I have tried to simplify the projet. Here is the structure of the code:
├── main.py
├── modules
│ ├── __init__.py
│ └── toolbox.pyx
├── pyspark_script.pyx
└── setup.py
from modules.toolbox import add_one
from modules import toolbox
from modules import product
from pyspark import SparkContext
from pyspark.sql import SQLContext, Row
x = 1
print(f"{x} turns into {toolbox.add_one(x)}")
sc = SparkContext(appName="TestModules")
res_rdd = sc.parallelize(range(0, 10), 3).map(add_one))
print(f"result: {res_rdd.collect()}")
My problem is the following:
I cythonnize my spark code and my toolbox module with the following setup.py file:
from distutils.core import setup
from distutils.extension import Extension
from Cython.Distutils import build_ext
ext_modules = [
Extension("pyspark_script", ["pyspark_script.pyx"]),
Extension("modules.toolbox", ["modules/toolbox.pyx"]),
]
setup(name="Sample Program", cmdclass={"build_ext": build_ext}, ext_modules=ext_modules)
I compile the dependencies with:
$ python setup.py build_ext --inplace
I submit it to spark with the following command:
I have an error: the workers can't find the module:
21/09/22 18:34:21 WARN TaskSetManager: Lost task 1.0 in stage 1.0 (TID 4) (127.0.0.1 executor 1): org.apache.spark.api.python.PythonException: Traceback (most recent call last):
File "/usr/local/Cellar/apache-spark/3.1.2/libexec/python/lib/pyspark.zip/pyspark/worker.py", line 586, in main
func, profiler, deserializer, serializer = read_command(pickleSer, infile)
File "/usr/local/Cellar/apache-spark/3.1.2/libexec/python/lib/pyspark.zip/pyspark/worker.py", line 69, in read_command
command = serializer._read_with_length(file)
File "/usr/local/Cellar/apache-spark/3.1.2/libexec/python/lib/pyspark.zip/pyspark/serializers.py", line 160, in _read_with_length
return self.loads(obj)
File "/usr/local/Cellar/apache-spark/3.1.2/libexec/python/lib/pyspark.zip/pyspark/serializers.py", line 430, in loads
return pickle.loads(obj, encoding=encoding)
ModuleNotFoundError: No module named 'modules' at org.apache.spark.api.python.BasePythonRunner$ReaderIterator.handlePythonException(PythonRunner.scala:517)
at org.apache.spark.api.python.PythonRunner$$anon$3.read(PythonRunner.scala:652)
...
I found a hack to circumvent this problem : I remove the reference to the module path in my setup file.

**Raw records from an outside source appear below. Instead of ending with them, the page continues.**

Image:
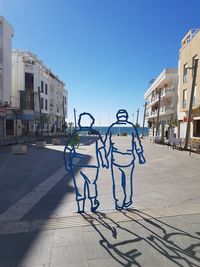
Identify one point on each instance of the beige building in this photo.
(161, 98)
(33, 80)
(189, 51)
(6, 34)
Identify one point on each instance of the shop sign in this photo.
(185, 119)
(2, 112)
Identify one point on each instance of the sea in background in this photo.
(121, 130)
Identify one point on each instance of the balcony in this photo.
(165, 110)
(167, 91)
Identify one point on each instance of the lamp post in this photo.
(75, 118)
(137, 117)
(145, 107)
(158, 114)
(194, 68)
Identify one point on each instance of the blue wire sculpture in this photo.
(122, 160)
(81, 170)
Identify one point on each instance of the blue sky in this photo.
(106, 51)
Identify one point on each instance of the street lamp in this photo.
(75, 118)
(194, 68)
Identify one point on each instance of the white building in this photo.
(6, 34)
(161, 98)
(31, 81)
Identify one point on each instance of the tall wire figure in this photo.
(122, 160)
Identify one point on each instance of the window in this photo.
(185, 73)
(42, 87)
(42, 102)
(184, 98)
(46, 89)
(196, 128)
(29, 81)
(193, 62)
(46, 104)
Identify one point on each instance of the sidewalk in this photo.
(162, 229)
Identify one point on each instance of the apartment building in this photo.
(190, 50)
(6, 34)
(38, 99)
(161, 98)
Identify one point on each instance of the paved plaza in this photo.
(39, 225)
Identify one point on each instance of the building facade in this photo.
(38, 99)
(6, 34)
(161, 98)
(190, 50)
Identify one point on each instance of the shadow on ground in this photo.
(38, 165)
(176, 245)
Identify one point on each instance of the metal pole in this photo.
(137, 117)
(75, 118)
(40, 110)
(191, 103)
(145, 107)
(158, 115)
(16, 126)
(64, 116)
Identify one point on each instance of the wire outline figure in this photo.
(118, 168)
(77, 160)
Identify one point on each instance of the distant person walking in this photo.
(122, 160)
(84, 164)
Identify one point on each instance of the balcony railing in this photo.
(166, 109)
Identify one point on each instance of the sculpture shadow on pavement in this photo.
(144, 232)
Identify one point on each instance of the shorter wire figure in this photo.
(83, 164)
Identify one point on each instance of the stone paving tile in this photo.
(68, 256)
(65, 237)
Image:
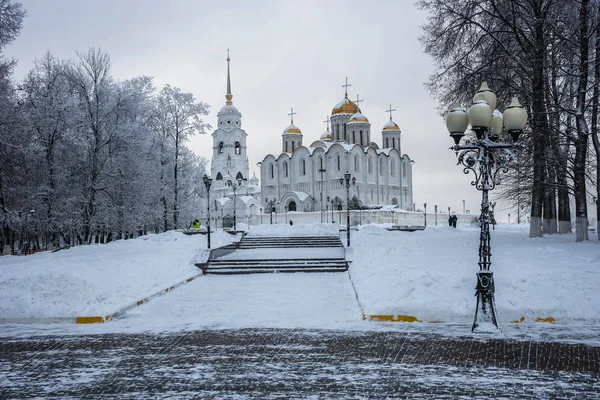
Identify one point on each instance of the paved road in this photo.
(278, 363)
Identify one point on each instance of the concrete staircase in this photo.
(261, 254)
(262, 242)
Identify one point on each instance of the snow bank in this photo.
(98, 279)
(431, 274)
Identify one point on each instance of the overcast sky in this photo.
(284, 54)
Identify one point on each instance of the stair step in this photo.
(308, 266)
(270, 271)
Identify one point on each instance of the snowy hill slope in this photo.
(428, 274)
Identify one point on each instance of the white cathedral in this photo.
(302, 178)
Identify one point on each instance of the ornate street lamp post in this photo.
(207, 183)
(492, 215)
(485, 156)
(347, 179)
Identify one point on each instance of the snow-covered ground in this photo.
(98, 279)
(428, 274)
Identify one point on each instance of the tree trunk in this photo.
(540, 127)
(595, 105)
(581, 140)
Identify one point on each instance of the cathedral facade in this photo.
(307, 178)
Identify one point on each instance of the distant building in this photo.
(306, 178)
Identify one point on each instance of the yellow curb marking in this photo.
(394, 318)
(139, 303)
(89, 320)
(549, 320)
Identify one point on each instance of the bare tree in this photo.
(176, 116)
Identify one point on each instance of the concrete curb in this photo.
(95, 319)
(362, 311)
(123, 311)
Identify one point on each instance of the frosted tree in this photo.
(11, 143)
(176, 116)
(48, 107)
(520, 48)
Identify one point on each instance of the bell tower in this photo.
(229, 143)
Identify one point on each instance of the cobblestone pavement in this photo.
(276, 363)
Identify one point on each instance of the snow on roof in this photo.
(229, 109)
(295, 230)
(302, 195)
(222, 200)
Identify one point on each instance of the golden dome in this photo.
(391, 126)
(358, 118)
(292, 130)
(346, 106)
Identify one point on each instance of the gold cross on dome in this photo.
(390, 111)
(358, 100)
(327, 120)
(346, 86)
(291, 114)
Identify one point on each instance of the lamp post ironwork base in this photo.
(485, 313)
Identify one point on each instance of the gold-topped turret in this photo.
(228, 96)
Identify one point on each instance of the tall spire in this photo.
(228, 96)
(346, 87)
(390, 111)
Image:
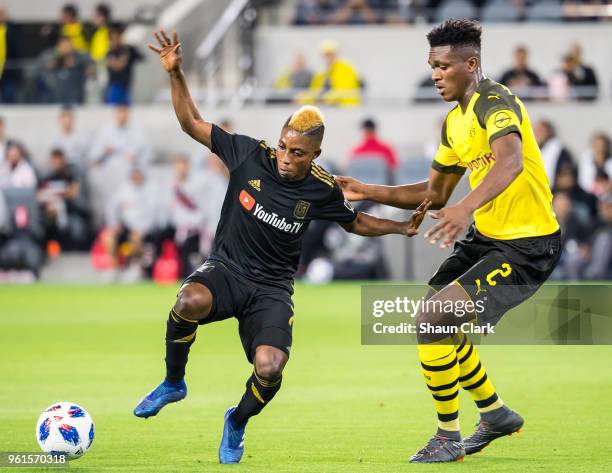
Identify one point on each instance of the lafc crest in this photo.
(301, 209)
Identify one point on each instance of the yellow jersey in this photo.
(524, 208)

This means that line 6 which started with Extension("modules.toolbox", ... becomes Extension("toolbox", ....
Toolbox .so file will then be available at the root of the project and I move it manually in the modules directory:
Then the workers do find the toolbox module and I have the right outcome:
1 turns into 2
(...)
result [1, 2, 3, 4, 5, 6, 7, 8, 9, 10] t
(...)
So, my questions:
why the worker can't find my toolbox modules if I mention the modules in the Extension() Class of the setup file as "modules.toolbox" - ie Extension("modules.toolbox, ["modules/toolbox.pyx"])?
But also why is it working when I write Extension("toolbox", ["modules/toolbox.pyx"])"?
Finally why does the master find the module in both cases and not the workers?
More generally, I would be super appreciative if anyone has some information about how the master and the workers are looking for dependencies and they differ from each other.
Thank you!
Godefroy